Catch up quick: White House officials have waged a pressure campaign to get the Federal Reserve to lower interest rates, partly to lower mortgage rates. (The central bank doesn't directly set mortgage rates, but it does have a strong influence over them.)
And the White House has made other moves on housing, mostly to juice home buying demand.
- Trump on Tuesday night issued an executive order that outlines steps to banning institutional investors from buying single-family homes — but this would represent only a small fraction of the overall real estate landscape.
- Last week, White House economist Kevin Hassett said the president will propose allowing people to borrow 10% from their 401(k)s to use for a down payment.
- "President Trump pledged to improve housing affordability for Americans still reeling from Joe Biden's economic disaster, and the Administration is committed to exploring every tool possible to deliver for the American people," White House spokesman Davis Ingle tells Axios.
- "Reporters fixating on day-to-day market volatility are missing the forest for the trees," added spokesman Kush Desai.
Between the lines: Policies like the ones being floated might increase demand for homes, but they don't immediately address supply — and that could raise prices.

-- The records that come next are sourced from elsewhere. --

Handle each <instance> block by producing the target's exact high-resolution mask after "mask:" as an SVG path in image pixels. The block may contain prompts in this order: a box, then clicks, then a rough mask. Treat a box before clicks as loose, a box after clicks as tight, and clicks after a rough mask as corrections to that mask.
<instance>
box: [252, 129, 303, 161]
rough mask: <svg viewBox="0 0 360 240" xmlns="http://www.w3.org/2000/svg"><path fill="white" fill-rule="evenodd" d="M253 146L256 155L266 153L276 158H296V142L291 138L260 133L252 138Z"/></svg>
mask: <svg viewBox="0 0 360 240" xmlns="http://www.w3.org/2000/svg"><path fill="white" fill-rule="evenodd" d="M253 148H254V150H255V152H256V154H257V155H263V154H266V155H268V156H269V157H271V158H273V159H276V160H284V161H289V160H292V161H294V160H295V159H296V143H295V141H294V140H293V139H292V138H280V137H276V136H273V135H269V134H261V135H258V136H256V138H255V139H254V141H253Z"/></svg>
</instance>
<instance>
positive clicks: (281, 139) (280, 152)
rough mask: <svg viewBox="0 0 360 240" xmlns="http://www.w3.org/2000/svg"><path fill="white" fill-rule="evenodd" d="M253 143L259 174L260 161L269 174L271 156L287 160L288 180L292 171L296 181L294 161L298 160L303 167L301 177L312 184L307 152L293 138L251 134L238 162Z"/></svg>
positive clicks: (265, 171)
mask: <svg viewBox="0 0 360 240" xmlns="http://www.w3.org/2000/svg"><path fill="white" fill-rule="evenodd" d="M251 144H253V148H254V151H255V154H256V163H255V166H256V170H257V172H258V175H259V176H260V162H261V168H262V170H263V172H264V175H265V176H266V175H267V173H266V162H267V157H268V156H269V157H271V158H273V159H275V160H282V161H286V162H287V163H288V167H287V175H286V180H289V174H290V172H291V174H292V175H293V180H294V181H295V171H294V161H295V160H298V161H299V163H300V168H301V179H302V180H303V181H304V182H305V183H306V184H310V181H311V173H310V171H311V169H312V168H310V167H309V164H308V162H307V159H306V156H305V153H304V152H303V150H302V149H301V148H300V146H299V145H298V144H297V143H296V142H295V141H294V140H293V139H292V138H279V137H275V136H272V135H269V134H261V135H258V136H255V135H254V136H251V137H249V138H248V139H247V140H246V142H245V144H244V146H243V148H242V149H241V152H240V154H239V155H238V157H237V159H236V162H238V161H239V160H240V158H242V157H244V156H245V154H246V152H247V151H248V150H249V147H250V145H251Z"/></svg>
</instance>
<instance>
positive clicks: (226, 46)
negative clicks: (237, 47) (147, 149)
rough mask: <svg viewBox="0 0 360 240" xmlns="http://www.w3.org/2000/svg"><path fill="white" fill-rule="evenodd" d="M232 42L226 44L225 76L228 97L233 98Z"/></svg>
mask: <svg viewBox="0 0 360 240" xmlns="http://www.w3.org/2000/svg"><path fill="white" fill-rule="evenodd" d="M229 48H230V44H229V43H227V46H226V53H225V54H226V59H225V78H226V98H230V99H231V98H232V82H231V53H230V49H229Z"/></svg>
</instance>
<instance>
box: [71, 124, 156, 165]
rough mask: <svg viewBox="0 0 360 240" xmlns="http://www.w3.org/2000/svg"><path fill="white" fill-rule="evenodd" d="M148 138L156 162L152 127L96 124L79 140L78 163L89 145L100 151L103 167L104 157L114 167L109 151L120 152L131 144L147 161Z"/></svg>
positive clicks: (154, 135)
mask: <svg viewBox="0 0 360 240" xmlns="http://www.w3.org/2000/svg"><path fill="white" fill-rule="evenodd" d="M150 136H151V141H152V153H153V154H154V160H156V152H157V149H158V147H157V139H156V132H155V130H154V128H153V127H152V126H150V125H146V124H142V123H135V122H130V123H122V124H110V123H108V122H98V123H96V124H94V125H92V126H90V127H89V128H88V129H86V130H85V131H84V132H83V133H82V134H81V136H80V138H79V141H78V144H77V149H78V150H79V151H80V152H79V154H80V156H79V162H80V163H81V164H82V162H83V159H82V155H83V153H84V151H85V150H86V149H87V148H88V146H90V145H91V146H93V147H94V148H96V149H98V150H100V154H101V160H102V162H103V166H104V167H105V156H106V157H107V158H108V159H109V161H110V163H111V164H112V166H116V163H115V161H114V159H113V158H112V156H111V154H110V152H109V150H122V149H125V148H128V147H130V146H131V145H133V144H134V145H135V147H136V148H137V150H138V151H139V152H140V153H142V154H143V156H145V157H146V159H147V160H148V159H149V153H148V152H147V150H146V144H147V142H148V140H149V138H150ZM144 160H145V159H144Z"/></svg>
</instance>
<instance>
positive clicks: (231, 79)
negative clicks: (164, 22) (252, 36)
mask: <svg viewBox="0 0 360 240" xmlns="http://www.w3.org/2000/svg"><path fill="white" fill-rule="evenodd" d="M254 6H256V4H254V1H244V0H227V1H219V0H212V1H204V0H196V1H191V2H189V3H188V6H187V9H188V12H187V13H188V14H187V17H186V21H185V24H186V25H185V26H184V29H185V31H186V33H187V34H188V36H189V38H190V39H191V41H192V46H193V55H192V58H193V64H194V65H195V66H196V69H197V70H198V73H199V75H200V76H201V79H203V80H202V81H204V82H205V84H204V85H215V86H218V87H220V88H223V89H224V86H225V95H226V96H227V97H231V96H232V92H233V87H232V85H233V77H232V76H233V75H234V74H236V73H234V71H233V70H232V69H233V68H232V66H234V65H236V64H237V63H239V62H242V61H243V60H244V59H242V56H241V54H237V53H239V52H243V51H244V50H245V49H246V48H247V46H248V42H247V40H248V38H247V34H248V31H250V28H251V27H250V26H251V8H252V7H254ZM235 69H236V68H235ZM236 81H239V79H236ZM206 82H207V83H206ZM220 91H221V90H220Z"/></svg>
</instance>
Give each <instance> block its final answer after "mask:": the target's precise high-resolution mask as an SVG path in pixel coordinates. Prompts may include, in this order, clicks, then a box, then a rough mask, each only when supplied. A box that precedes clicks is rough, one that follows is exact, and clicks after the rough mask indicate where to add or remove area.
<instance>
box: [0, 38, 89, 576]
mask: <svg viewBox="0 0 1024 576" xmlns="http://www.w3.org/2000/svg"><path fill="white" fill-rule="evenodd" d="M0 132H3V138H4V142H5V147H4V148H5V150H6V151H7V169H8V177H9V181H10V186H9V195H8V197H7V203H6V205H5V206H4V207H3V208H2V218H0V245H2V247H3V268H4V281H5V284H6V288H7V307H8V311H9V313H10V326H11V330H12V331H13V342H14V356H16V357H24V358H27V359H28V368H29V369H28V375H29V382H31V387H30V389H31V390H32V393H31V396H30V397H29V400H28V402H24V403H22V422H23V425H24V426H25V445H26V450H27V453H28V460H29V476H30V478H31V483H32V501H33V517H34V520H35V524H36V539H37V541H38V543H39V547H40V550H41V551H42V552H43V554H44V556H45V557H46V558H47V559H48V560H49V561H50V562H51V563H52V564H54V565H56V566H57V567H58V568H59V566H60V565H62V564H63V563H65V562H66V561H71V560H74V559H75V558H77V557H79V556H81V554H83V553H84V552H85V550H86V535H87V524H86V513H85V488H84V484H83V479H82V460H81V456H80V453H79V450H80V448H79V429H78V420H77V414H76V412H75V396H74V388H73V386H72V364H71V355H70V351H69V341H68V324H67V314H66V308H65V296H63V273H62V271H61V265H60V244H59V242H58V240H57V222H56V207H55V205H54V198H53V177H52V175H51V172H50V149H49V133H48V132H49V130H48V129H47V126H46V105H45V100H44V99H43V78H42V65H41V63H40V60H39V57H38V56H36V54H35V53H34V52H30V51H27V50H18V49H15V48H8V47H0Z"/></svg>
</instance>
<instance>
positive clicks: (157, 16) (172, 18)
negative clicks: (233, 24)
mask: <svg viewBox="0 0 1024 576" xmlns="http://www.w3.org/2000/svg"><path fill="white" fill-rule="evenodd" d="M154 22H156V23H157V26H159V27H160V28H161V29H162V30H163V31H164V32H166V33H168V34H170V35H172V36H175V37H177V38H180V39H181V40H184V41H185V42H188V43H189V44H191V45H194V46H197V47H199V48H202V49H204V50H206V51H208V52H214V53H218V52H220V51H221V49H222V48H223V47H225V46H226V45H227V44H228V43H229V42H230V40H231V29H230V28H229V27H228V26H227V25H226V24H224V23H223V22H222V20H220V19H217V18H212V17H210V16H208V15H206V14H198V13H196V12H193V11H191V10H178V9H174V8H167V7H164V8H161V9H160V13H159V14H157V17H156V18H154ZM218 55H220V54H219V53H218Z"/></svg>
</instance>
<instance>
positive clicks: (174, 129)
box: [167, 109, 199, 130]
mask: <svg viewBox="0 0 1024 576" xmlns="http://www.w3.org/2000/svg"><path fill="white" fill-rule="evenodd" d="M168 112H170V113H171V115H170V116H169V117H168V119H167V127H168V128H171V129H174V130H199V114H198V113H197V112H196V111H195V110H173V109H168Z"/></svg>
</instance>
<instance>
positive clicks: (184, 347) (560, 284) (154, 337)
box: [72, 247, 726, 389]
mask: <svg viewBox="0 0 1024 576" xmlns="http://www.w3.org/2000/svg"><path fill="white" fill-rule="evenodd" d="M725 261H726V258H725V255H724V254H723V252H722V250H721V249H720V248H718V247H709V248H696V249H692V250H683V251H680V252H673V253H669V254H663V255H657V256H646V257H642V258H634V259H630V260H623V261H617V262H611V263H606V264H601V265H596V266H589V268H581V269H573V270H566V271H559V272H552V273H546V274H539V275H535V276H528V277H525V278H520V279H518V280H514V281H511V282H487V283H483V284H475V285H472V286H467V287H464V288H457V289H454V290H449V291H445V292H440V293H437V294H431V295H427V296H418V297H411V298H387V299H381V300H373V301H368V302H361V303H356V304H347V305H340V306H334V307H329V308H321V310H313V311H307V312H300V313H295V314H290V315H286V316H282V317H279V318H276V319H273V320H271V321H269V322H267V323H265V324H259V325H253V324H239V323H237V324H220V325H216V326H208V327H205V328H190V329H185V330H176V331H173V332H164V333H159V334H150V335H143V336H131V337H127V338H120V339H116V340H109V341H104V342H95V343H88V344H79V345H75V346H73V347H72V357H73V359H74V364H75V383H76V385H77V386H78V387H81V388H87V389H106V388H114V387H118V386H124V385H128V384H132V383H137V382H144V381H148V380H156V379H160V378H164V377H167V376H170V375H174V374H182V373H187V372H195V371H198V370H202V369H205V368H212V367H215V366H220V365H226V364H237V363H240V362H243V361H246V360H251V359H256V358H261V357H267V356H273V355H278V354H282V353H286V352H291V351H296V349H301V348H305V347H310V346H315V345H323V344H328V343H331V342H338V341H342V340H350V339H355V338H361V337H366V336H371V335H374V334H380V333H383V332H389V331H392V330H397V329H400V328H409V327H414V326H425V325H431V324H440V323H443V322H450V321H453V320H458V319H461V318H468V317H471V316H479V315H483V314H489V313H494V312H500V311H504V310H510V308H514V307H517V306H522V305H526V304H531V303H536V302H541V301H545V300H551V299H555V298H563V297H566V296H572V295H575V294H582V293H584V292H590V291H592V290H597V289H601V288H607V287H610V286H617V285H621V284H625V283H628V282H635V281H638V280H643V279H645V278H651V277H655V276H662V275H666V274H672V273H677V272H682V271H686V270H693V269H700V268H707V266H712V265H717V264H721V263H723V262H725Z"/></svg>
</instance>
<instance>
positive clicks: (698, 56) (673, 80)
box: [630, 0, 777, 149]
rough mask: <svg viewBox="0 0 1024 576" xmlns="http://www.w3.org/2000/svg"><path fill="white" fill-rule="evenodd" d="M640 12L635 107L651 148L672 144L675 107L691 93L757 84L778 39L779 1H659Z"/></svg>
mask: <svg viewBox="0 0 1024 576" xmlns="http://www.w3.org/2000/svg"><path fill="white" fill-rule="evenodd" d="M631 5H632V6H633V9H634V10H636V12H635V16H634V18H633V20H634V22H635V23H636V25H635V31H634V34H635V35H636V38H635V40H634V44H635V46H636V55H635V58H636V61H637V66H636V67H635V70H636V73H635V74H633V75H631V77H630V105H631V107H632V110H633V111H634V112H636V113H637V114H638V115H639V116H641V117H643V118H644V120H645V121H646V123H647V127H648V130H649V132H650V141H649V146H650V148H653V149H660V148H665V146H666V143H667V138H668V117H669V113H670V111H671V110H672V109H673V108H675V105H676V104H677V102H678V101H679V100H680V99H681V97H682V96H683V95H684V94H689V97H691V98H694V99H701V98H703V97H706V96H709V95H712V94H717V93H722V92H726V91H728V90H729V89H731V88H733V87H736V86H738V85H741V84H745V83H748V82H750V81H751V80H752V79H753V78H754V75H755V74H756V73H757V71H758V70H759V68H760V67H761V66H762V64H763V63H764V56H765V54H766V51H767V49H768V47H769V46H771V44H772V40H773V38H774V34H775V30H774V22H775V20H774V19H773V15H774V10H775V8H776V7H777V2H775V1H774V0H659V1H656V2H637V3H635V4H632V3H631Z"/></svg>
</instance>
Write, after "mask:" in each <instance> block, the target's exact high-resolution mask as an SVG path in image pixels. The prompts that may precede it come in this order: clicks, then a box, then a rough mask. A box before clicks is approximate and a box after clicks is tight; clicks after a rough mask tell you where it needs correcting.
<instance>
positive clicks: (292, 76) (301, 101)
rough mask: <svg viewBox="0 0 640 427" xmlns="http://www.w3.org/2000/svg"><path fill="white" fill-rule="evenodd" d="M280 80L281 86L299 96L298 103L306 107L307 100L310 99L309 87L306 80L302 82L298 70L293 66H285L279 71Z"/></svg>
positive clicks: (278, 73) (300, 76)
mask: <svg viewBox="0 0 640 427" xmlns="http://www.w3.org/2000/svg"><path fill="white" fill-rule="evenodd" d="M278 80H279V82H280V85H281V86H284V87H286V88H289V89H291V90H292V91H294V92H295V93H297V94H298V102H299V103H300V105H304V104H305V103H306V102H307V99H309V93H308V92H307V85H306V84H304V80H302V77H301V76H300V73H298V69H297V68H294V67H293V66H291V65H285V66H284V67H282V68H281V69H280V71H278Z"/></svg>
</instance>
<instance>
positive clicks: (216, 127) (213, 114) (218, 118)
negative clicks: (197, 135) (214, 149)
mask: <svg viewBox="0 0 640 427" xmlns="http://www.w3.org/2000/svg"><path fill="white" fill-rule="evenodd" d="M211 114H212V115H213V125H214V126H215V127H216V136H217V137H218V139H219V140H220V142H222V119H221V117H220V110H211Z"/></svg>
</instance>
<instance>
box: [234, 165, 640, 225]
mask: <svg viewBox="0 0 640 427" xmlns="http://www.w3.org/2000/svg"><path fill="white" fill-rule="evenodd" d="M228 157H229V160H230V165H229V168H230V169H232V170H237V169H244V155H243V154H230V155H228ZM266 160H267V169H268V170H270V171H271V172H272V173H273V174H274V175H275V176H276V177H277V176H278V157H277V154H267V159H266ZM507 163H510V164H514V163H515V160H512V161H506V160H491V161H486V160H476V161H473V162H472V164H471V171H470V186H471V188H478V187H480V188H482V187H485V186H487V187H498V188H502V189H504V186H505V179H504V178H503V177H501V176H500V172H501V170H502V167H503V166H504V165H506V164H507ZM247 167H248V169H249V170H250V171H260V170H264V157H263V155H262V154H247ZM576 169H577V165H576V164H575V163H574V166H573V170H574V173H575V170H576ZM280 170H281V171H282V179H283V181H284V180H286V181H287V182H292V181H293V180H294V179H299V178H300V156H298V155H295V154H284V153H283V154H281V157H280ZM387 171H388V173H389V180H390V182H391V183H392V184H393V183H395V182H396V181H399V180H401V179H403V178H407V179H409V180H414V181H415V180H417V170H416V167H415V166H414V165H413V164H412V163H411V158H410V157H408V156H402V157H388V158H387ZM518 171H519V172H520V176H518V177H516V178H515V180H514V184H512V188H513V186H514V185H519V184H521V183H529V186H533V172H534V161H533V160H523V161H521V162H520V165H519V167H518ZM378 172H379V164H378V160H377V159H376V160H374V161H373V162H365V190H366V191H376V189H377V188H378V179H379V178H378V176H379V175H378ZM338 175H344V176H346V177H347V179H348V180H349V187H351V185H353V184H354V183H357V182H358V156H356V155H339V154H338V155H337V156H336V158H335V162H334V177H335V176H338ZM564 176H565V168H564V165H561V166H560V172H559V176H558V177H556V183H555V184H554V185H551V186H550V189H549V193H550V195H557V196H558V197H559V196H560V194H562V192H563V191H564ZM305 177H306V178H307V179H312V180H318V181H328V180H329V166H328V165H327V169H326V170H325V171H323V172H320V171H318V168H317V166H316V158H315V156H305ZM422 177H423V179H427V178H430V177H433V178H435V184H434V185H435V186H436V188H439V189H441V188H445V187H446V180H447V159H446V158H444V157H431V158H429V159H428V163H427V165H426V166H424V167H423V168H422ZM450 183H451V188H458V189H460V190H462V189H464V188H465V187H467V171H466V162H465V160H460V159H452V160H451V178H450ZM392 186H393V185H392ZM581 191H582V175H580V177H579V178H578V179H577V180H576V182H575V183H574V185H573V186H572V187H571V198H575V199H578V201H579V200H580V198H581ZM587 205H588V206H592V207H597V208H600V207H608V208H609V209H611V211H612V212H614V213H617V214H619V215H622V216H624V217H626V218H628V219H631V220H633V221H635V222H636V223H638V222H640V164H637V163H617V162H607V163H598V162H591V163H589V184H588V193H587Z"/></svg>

- They could even "reignite housing inflation," as TD Cowen analyst Jaret Seiberg wrote in a note earlier this month.
Yes, but: On the supply side, administration officials in the past have also suggested that deportations will free up homes to buy or rent — something Trump echoed Wednesday.
Flashback: In 2020, as the pandemic froze the economy, mortgage rates fell to historic lows — that helped drive rampant demand for homes. Prices spiked, and they've largely stayed elevated since.
The intrigue: Presidents ultimately have very little ability to push housing supply higher, that's something that happens at the local level.
- "It's really all about zoning and permitting, and the levers a president can pull are all on the demand side," says Chen Zhao, head of economics research at real estate site Redfin.
Between the lines: Homebuilders don't have much incentive to put up new houses. They're dealing with elevated construction costs, thanks to tariffs and inflation and less demand for houses.
- "Homebuilders are grumpy, for good reason," writes Carl Weinberg, chief economist of High Frequency Economics.
"It's not a bad thing to throw policy ideas out there," Moody's Analytics chief economist Mark Zandi says. "I think the administration's deserves credit for that."